Looked him up and I can't stop seeing the resemblance, and by golly thanks buddy!


----------



## Bioniclelover (Jan 22, 2020)

Buy as much bitcoin as you can, what is the worst that can happen?


----------



## Franjevina (Jan 22, 2020)

Your username OP is gay and autistic .


----------



## TwinkLover6969 (Jan 22, 2020)

Short $AAPL


----------



## Null (Jan 22, 2020)

I had a friend as a teenager who made his money trading penny stocks. I decided to buy $1000 worth of something at $0.0002 a piece. It has been $0.0001 since 2011. I've given up trying to sell it at that value.


----------



## YangGang2020 (Jan 22, 2020)

Bioniclelover said:


> Buy as much bitcoin as you can, what is the worst that can happen?

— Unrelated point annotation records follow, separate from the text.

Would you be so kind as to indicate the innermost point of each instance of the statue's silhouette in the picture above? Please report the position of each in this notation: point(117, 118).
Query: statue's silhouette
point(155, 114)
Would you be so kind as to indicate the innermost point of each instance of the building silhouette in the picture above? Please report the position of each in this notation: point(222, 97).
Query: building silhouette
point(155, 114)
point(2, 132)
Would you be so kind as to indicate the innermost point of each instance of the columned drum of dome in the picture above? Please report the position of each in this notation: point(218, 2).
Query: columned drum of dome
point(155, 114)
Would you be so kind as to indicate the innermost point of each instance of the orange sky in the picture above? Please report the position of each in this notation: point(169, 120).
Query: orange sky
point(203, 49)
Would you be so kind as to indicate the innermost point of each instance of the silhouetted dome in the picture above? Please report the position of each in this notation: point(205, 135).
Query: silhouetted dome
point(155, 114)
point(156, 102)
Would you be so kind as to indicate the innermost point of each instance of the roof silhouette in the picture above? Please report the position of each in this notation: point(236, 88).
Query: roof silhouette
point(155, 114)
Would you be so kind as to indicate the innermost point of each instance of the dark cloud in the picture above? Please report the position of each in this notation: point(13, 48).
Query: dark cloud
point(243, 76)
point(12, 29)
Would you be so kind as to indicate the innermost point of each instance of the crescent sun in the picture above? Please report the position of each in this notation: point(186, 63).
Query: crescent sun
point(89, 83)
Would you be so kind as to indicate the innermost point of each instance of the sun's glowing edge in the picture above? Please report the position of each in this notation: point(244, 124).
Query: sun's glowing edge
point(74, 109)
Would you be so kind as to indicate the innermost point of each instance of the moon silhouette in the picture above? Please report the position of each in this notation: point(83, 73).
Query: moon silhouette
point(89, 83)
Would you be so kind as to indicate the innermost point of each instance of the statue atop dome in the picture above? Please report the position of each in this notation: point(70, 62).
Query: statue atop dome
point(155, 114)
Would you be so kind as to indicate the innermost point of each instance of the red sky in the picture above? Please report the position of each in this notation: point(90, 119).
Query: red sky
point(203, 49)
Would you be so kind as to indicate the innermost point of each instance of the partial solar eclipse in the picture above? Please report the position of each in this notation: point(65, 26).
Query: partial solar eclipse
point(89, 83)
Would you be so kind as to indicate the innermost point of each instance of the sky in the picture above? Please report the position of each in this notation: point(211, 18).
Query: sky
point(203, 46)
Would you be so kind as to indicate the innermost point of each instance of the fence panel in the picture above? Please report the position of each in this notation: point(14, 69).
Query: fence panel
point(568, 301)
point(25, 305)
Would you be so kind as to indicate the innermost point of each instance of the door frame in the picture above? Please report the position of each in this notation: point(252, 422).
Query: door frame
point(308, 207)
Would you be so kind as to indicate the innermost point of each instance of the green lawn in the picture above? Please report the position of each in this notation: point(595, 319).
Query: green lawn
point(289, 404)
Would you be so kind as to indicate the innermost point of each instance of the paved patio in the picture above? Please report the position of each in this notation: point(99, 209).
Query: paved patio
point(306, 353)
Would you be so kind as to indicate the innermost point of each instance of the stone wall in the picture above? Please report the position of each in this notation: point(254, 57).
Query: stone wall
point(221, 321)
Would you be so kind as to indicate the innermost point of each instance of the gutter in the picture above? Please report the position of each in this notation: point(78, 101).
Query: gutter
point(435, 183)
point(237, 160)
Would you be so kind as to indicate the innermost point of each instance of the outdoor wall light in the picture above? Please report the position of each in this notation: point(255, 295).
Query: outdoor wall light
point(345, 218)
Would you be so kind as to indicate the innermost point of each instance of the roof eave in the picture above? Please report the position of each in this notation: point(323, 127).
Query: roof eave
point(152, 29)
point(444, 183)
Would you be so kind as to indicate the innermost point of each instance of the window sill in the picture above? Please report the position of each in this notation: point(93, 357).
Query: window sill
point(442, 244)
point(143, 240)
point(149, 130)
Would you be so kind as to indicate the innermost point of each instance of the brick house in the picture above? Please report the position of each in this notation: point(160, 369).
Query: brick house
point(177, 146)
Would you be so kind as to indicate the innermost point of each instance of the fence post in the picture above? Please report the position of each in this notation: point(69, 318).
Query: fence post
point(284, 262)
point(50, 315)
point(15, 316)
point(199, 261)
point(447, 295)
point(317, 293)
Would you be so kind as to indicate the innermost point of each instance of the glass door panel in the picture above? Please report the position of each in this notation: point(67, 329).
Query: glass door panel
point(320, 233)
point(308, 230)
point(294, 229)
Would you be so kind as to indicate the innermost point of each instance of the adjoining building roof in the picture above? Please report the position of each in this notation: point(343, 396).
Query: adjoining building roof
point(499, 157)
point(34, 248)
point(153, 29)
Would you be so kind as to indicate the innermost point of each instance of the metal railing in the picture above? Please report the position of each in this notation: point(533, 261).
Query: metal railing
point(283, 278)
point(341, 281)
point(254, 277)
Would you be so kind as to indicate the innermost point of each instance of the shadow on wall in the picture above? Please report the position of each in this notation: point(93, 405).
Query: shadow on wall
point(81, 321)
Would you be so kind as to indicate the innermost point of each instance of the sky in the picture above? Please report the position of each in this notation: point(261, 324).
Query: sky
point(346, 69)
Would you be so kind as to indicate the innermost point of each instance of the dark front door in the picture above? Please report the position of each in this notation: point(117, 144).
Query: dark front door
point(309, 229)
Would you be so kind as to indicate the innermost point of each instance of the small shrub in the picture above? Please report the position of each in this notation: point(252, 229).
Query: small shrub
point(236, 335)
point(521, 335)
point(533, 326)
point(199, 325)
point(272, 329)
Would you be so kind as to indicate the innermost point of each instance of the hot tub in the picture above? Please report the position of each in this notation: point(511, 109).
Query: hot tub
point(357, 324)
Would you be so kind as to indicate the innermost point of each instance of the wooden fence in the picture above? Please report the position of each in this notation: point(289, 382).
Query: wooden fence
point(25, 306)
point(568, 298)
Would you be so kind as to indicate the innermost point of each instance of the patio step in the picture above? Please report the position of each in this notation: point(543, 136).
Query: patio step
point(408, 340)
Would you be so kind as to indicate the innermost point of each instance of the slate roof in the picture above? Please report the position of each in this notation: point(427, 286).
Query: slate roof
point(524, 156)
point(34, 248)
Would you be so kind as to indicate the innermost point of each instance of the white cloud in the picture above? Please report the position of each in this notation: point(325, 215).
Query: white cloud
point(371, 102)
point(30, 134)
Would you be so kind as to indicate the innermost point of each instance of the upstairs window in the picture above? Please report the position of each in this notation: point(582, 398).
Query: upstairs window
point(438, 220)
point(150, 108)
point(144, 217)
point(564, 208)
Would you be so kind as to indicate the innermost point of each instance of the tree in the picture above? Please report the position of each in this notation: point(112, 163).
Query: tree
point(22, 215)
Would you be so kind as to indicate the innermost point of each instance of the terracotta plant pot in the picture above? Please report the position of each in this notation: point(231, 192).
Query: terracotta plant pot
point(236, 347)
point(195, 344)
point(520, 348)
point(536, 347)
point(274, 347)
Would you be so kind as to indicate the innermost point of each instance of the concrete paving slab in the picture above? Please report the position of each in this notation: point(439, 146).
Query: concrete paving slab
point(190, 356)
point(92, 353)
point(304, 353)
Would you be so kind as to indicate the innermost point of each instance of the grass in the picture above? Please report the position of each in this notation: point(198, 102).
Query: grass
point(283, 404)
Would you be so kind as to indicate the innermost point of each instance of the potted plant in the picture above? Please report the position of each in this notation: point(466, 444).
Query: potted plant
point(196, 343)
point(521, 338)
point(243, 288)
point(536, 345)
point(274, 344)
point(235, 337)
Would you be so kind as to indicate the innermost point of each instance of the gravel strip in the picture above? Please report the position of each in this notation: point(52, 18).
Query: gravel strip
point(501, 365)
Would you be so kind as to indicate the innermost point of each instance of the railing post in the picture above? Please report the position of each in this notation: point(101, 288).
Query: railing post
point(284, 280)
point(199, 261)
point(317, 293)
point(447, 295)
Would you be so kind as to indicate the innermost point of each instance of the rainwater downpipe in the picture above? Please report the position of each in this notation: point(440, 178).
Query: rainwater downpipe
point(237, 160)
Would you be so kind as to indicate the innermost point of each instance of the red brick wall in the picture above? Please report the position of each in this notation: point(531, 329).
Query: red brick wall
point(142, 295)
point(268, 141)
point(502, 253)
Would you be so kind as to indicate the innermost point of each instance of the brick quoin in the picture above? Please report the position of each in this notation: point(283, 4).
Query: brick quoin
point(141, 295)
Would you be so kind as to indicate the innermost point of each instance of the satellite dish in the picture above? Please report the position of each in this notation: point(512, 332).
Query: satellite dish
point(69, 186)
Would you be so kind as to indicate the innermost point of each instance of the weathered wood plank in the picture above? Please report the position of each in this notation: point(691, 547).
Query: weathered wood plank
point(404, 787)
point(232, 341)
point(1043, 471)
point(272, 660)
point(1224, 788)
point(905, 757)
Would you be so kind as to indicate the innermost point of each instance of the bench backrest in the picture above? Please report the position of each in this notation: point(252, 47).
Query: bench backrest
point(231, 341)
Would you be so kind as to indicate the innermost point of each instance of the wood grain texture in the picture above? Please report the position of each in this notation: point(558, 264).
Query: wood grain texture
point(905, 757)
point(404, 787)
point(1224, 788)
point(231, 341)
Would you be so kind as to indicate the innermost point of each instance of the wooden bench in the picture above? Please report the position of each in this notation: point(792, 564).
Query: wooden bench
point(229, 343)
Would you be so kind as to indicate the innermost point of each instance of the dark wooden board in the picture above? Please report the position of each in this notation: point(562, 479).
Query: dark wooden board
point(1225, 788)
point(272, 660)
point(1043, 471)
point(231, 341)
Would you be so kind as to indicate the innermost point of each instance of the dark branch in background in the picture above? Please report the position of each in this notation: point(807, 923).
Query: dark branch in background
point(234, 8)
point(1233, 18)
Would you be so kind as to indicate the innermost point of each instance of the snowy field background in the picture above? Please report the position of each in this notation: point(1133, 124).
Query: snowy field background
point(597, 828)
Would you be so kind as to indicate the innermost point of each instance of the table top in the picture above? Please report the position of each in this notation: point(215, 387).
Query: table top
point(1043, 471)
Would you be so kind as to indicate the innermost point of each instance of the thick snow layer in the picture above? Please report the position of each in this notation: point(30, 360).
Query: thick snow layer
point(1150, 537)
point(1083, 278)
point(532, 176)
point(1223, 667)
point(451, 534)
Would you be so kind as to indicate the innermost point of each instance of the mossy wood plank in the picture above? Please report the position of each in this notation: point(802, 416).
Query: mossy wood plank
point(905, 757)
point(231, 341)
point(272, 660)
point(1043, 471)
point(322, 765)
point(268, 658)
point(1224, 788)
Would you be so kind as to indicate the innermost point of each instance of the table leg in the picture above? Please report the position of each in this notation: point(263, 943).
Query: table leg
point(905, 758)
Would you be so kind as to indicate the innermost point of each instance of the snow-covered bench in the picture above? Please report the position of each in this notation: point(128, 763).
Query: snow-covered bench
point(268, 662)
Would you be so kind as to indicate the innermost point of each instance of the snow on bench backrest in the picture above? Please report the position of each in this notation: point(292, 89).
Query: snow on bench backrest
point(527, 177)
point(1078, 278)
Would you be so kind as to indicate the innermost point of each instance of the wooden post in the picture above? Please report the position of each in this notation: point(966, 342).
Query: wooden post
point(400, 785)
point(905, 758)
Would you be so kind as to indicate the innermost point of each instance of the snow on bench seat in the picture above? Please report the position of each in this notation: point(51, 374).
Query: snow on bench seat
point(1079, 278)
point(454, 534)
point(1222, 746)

it's like, totally the future amiright?


Null said:


> I had a friend as a teenager who made his money trading penny stocks. I decided to buy $1000 worth of something at $0.0002 a piece. It has been $0.0001 since 2011. I've given up trying to sell it at that value.


throw in your saving and maybe it will increase in value


Franjevina said:


> Your username OP is gay and autistic .


I would hope so


----------



## Papa Adolfo's Take'n'Bake (Jan 22, 2020)

Take about $1,000 (or whatever you fel like risking
Get robinhood or another online broker
Play with that money and a small protfolio
Learn how the markets you invest in work and keep up with the latest market news
Invest more when you feel ready to risk it
Profit

EDIT: learn to edit and stop multiposting while you're at it, faggot.


----------



## YangGang2020 (Jan 22, 2020)

Papa Adolfo's Take'n'Bake said:


> Take about $1,000 (or whatever you fel like risking
> Get robinhood or another online broker
> Play with that money and a small protfolio
> Learn how the markets you invest in work and keep up with the latest market news
> ...


Robinhood seems simple enough and right up my alley, thanks

Edit:Jew


----------



## Give Her The D (Jan 23, 2020)

Robinhood for the shitty /r/wallstreetbets tier trades.

Real broker like Charles Schwab, E-Trade, etc for the real trades you have faith in. I use Schwab and they're probably one of the best you could go to on that end.


----------